Share
Pin it!
Google Plus

Leave No Child Behind

Stiff_Lee-100x140

by Lee V. Stiff, NCTM President 2000-2002
NCTM News Bulletin, May/June 2001

Over the last several decades, we have seen the narrowing of the performance gap between girls and boys in school mathematics. Addressing the disparity has resulted in marked improvements in comparison data. Unfortunately, the same cannot be said for efforts to improve the performance of minority students in mathematics.

Certainly, the differences in student performance in mathematics by ethnicity have been well documented. Yet, data from the National Assessment of Educational Progress reveal that over the last 20 years the gap between majority and minority achievement in high-level mathematics has not changed significantly.

The lack of improvement in minority students' mathematics knowledge, skills, and problem-solving abilities creates economic, social, and political disadvantages for these students as they advance into the future. Statistics from the U.S. Department of Labor show a stronger correlation between average hourly wages and mathematics ability than between these earnings and reading comprehension. Furthermore, the Department of Labor reports that the ten fastest growing occupations in the United States are in areas that depend on competence in mathematics, science, and technology. How is it, then, that academic differences between majority and minority students have persisted?

Several factors may contribute to the disparity. One may be that schools or teachers have different goals for minority students in mathematics classrooms. All across our two great nations--in rural, urban, and suburban settings--minority students are frequently relegated to "minimum proficiency" curricula, where the emphasis is on developing skills that hardly move students beyond "the basics." Meanwhile, majority students are likely to encounter curricula that reach well beyond "the basics," stressing problem solving, making connections, and showing multiple representations of important mathematical ideas and relationships.

Another factor that may perpetuate the gap between majority and minority students in mathematics performance is the difference in opportunities available for learning high-quality mathematics. Data show that about 26 percent of all public school students in grades 7­12 (more than 4 million students) are enrolled in mathematics classes that are taught by teachers without even a minor in mathematics or mathematics education (Ingersoll and Gruber 1996). In urban high schools, mathematics students have only a 50 percent chance of having a qualified mathematics teacher (Education Trust 1996). Moreover, whereas 70 percent of low-minority schools have mathematics teachers with mathematics majors, only 42 percent of high-minority schools do (Education Trust 1996). There should be little doubt that these conditions affect minority students dramatically.

A principal factor contributing to the performance gap may be tracking--a remnant of the "new math" era, when separating students into different curricular tracks on the basis of their ability was a common practice. Although research indicates that tracking does not benefit students in mathematics, the thinking associated with it--that learning mathematics is an innate ability rather than one that is developed--remains with some mathematics teachers. Unfortunately, this belief can lead teachers to feel less responsible for their students' mathematics performance and undermine the equity in reform mathematics.

One important element that will help eliminate the disparities in mathematics education is the Equity Principle articulated in NCTM's Principles and Standards for School Mathematics (2000). This principle states that all students can be successful in mathematics and should be held to high expectations. This belief is one that teachers and education decision makers must agree on--prior to changing teaching practices or the allocation of resources--if they are going to make improvements that will benefit all students.

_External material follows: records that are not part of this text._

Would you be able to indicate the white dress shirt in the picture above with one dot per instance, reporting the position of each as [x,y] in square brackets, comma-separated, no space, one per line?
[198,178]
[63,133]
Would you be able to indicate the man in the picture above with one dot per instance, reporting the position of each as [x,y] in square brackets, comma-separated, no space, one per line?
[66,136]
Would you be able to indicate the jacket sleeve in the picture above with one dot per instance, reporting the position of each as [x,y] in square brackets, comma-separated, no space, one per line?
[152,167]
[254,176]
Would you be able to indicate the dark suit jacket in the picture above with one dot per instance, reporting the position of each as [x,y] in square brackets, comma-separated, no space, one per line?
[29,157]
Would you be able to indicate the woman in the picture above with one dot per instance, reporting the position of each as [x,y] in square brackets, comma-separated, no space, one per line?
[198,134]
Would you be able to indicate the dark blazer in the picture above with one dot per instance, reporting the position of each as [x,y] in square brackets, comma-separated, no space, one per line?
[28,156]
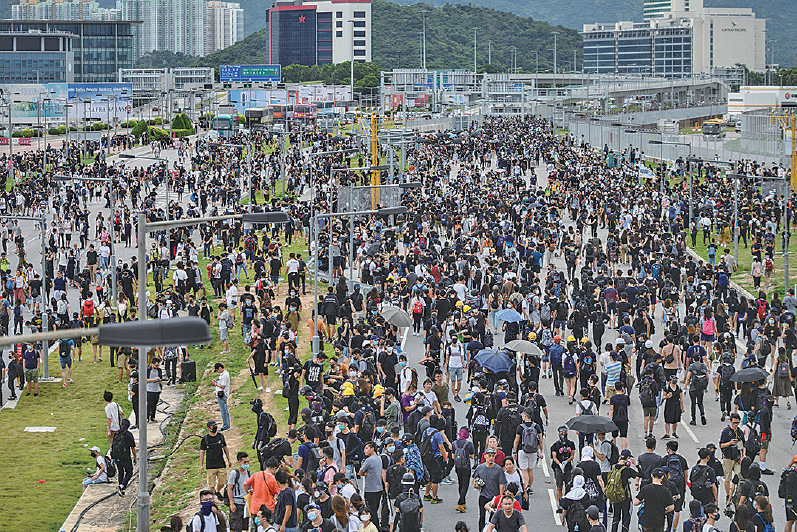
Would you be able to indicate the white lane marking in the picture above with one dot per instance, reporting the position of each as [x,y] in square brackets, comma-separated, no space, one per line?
[554,506]
[689,431]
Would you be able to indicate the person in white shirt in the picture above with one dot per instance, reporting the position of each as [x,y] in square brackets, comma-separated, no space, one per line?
[100,476]
[113,412]
[206,500]
[222,385]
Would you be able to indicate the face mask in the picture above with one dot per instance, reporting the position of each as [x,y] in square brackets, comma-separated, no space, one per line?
[207,507]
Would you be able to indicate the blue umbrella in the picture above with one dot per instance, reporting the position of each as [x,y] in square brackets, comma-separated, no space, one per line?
[508,314]
[495,361]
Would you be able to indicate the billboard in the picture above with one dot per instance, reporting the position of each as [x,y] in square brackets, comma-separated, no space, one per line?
[253,73]
[86,100]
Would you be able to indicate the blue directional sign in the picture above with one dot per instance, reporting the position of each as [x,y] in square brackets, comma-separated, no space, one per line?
[252,73]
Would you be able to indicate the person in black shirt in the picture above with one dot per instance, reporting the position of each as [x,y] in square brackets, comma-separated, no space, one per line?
[658,502]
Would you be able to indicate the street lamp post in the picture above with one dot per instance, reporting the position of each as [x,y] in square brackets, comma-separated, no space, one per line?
[42,220]
[143,499]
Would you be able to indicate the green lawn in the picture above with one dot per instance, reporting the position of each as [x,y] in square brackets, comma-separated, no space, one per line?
[743,277]
[59,458]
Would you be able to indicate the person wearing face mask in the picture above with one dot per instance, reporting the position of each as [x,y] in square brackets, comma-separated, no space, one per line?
[236,493]
[207,518]
[366,525]
[316,522]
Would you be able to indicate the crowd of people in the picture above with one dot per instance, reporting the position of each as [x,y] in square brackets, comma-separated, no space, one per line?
[579,271]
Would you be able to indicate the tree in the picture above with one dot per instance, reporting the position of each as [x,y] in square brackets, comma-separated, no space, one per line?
[140,128]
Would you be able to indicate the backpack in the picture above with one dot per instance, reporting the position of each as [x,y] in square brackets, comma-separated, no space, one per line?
[675,467]
[110,469]
[410,512]
[576,517]
[726,372]
[425,447]
[586,411]
[615,492]
[63,348]
[488,339]
[700,381]
[646,395]
[367,424]
[530,438]
[118,447]
[461,456]
[794,429]
[545,312]
[481,423]
[767,526]
[762,309]
[569,366]
[701,479]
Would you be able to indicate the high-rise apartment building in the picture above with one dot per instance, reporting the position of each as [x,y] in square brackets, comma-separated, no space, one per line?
[224,25]
[62,10]
[319,32]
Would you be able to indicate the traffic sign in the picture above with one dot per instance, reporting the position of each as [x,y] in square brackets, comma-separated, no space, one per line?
[255,73]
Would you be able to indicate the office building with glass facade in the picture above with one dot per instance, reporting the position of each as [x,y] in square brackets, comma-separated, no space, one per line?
[319,33]
[100,48]
[36,58]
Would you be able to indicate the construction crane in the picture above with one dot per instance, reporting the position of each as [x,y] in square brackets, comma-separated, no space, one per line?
[788,121]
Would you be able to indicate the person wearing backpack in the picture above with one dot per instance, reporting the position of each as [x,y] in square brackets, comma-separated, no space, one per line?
[697,383]
[703,479]
[464,454]
[618,489]
[658,502]
[100,476]
[762,519]
[527,447]
[677,470]
[122,445]
[409,507]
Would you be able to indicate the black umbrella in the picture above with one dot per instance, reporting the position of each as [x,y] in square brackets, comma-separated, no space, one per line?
[753,374]
[591,424]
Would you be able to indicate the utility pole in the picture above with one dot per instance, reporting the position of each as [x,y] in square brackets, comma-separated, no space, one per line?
[474,49]
[423,47]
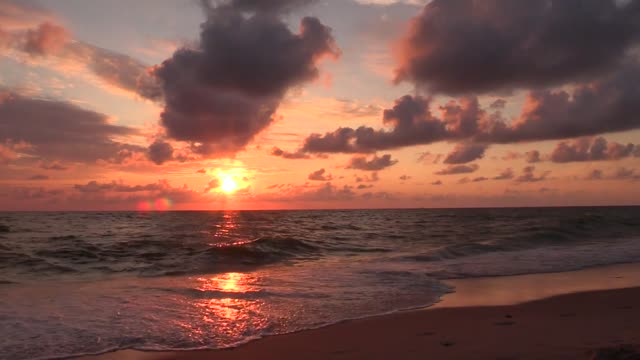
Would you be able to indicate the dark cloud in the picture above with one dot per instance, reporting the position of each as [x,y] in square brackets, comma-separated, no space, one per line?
[621,173]
[160,152]
[39,177]
[375,164]
[45,39]
[222,93]
[57,130]
[532,156]
[610,104]
[464,153]
[51,39]
[458,169]
[262,6]
[324,192]
[461,46]
[276,151]
[528,175]
[319,175]
[591,149]
[506,174]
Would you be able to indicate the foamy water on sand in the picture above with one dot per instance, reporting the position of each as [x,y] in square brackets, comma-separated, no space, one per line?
[79,283]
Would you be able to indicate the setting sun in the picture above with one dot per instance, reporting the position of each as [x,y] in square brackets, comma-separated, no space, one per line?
[228,185]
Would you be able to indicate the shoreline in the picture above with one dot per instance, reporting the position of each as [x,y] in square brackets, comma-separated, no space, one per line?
[491,303]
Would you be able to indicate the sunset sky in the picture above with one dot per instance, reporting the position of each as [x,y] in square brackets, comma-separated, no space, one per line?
[246,104]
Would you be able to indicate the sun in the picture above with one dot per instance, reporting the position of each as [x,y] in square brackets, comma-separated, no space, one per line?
[228,185]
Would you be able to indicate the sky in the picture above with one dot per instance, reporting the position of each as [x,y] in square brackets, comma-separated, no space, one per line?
[310,104]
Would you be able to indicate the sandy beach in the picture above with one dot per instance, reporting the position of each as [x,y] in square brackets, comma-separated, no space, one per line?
[588,314]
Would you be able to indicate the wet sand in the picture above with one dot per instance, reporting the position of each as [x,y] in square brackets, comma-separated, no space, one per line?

There is plenty of evidence that minority students can perform at high levels in mathematics--one need only look at the achievements in mathematics made by public school students in Los Angeles, Puerto Rico, and Pittsburgh, to name just a few localities.

To enable minority students in other communities to reach their potential, we need to ask ourselves the following questions: What am I doing to guarantee that all my students are taking the best mathematics that my school has to offer? How am I using information about my students to serve them better? Will I accept my students' failures as my own?

If we are to leave no student behind, we must become more proactive for the rights of every student. We must advocate for school and curricular changes consistent with Principles and Standards for School Mathematics. We must agree to set higher standards for our students and to accept higher standards for ourselves. And finally, we must demand that policymakers at all levels support a high-quality mathematics education for each and every child.

References

Education Trust. Education Watch: The 1996 Education Trust State and National Data Book. Washington, D.C.: Education Trust, 1996.

Ingersoll, Richard M., and Kerry Gruber. Out-of-Field Teaching and Educational Equality. Washington, D.C.: U.S. Department of Education, National Center for Education Statistics, 1996.